The survey also found that thermal temperature screening makes people feel more comfortable at airports, the workplace, events such as sports and concerts, and hospitals and doctor’s offices.

The FLIR survey shows that Americans support temperature screening to protect the public’s health despite potential concerns about personal freedoms. The vast majority (82 percent) of respondents say thermal temperature screening is “worth it for the sake of public health” versus only 18 percent who view the process as a “violation of personal freedom.” More than any other group, Americans 65 and older say thermal imaging screening would make them more likely to attend activities by an average of 5-10 percentage points compared to other age groups. 

“This recent poll shows that the general public recognizes how thermal imaging screening can help improve public health and safety,” said Chris Bainter, vice president of business development, solutions business at FLIR. “When used properly and with the appropriate equipment, thermal imaging screening can quickly and safely identify at-risk individuals for further.” 

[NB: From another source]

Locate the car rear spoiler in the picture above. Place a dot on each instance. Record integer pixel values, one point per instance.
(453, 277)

The new FLIR survey echoes results from a previous Harris Poll survey conducted March 28-30, where a large majority of Americans (84 percent) said they would support a required health screening before someone could be allowed to enter certain crowded public spaces and (77 percent) in businesses such as restaurants, offices and cinemas. 

Respondents cited accuracy of temperature screening as a top concern, though. Asked whether the readings “may not always be accurate,” 41 percent say this is a major concern, and 59 percent say it’s either a minor concern or not a concern at all. Potentially longer lines (31 percent) and the privacy of personal data (34 percent) are also mentioned as being a “major concern” by survey respondents.

“Thermal temperature screening does not require the collection of any personally identifiable information to be an effective solution as part of a broader health and safety program,” Bainter said. “Thermal imaging offers a quick method to screen individuals, accurate within a fraction of a degree, while enabling operators and subjects alike to maintain recommended social distances.”